Covid-19 corruption: accounts in PPE scandal frozen
The Special Investigating Unit (SIU) this week froze bank accounts holding more than R100m suspected to have been obtained fraudulently from the Gauteng health department by three companies accused of inflating the prices of goods meant to fight Covid-19.
The accounts belong to Ledla Structural Development, Royal Bhaca Projects and Mediwaste, the companies at the centre of the personal protection equipment (PPE) scandal that has rocked the department.
A senior government source close to the SIU said the Financial Intelligence Centre (FIC) froze the accounts at the request of the SIU. But the FIC can only freeze an account for 10 days.

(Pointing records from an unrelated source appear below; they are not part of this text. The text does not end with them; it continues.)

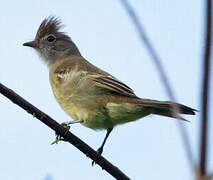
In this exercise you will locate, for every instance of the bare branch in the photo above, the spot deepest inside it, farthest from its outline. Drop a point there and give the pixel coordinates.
(157, 61)
(63, 132)
(205, 87)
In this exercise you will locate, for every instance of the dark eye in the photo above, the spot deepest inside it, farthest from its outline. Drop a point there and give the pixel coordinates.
(51, 38)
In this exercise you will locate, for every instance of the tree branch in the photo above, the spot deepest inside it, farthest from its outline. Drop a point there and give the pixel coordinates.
(205, 87)
(63, 132)
(162, 74)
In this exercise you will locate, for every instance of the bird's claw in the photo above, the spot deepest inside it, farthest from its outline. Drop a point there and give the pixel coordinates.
(99, 151)
(58, 137)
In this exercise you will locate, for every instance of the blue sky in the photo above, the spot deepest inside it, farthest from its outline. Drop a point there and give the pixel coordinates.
(150, 148)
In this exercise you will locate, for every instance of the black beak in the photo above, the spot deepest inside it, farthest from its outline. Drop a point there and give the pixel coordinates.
(32, 44)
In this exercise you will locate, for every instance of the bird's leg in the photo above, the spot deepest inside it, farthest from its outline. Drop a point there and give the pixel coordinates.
(65, 125)
(100, 150)
(71, 122)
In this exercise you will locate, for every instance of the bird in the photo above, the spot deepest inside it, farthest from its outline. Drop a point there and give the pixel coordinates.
(89, 95)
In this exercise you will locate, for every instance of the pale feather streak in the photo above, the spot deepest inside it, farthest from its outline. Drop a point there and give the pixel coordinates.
(116, 85)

SIU spokesperson Kaizer Kganyago said an urgent application has now been filed with the Special Tribunal - which was set up by President Cyril Ramaphosa in February last year to claw back looted money - to freeze and preserve the accounts until the investigation is completed. He did not name the companies involved.
"We are waiting for a date from the Special Tribunal, but the hearing will happen this week. The investigation will determine whether we should launch a civil suit to forfeit the money on behalf of the state or not."

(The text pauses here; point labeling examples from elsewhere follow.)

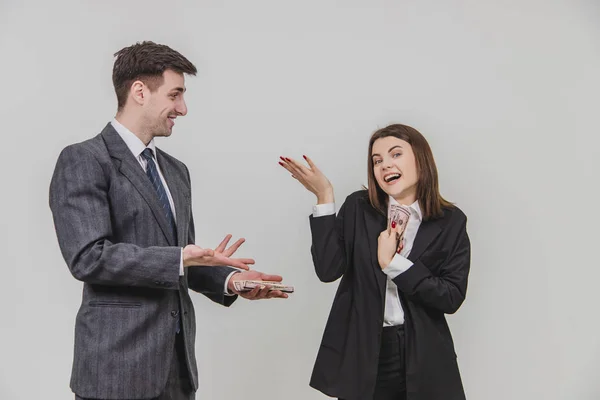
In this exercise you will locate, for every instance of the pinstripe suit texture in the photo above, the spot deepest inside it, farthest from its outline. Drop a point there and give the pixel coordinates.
(115, 239)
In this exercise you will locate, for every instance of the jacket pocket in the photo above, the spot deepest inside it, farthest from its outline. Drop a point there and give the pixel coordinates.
(118, 304)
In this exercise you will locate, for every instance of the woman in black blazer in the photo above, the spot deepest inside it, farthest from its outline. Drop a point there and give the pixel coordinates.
(386, 336)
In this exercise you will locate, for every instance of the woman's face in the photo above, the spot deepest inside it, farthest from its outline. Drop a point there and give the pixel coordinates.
(395, 169)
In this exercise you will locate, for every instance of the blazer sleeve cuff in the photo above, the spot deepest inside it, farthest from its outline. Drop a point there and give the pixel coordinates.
(320, 210)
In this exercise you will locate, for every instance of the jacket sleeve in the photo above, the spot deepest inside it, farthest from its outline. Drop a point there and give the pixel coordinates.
(328, 247)
(447, 291)
(82, 218)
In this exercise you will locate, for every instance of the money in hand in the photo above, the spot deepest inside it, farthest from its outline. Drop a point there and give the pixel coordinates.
(247, 285)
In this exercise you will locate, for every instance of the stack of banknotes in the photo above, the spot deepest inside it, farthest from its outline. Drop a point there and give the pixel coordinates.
(247, 285)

Kganyago said the unit was in the process of identifying other bank accounts into which money was transferred from the three accounts.
"We want to freeze those too," he said, adding that the SIU is expected to launch other similar applications in the coming days and weeks.
The SIU is also gunning for the pension fund of Kabelo Lehloenya, the Gauteng health department's former chief financial officer, who authorities have identified as having allegedly signed off irregular PPE contracts worth over R2bn.
Lehloenya resigned hastily in June after Gauteng premier David Makhura announced he had asked the SIU to investigate allegations that PPE contracts had been awarded to business people with political connections and prices had been grossly inflated.
Kganyago confirmed that the SIU will launch another urgent application with the Special Tribunal to prevent Lehloenya from accessing her pension fund pending an investigation into her conduct.
"We have now written to the Government Employees' Pension Fund to ask them not to pay the pension fund out in the meantime," he said.
Lehloenya declined to comment when contacted by the Sunday Times.
Royal Bhaca Projects is owned by Thandisizwe Diko, who is married to President Cyril Ramaphosa's spokesperson, Khusela Diko.
Khusela Diko is on special leave while the investigation is under way, while Makhura suspended his health MEC Bandile Masuku.
Masuku's wife, Noloyiso Masuku, a member of the mayoral committee of the City of Johannesburg, was also placed on leave due to speculation her friendship with the Dikos could have influenced the awarding of the contract to Thandisizwe Diko.
In April, Royal Bhaca Projects received a R125m contract to supply the Gauteng health department with biohazard medical waste refuse bags and hand sanitisers. The contract was cancelled after it was flagged by Gauteng Audit Services.
A senior executive close to the SIU said Ledla and Royal Bhaca had "agreed to defraud the department by inflating prices". Mediwaste supplied the goods.
Molatelo Lehong, a director at Ledla, said yesterday his company did not have any relationship with Royal Bhaca. The Sunday Times was not able to reach Royal Bhaca and Mediwaste.
The executive also said the SIU was finalising its investigation into the Eastern Cape health department's purchase of 100 scooters to transport patients at a cost of R10m.
Also under investigation is R4.8m paid for a door-to-door Covid-19 awareness campaign in the OR Tambo district municipality during lockdown.
The executive said that while investigations continue, the two cases have been handed to the SIU's civil litigation unit.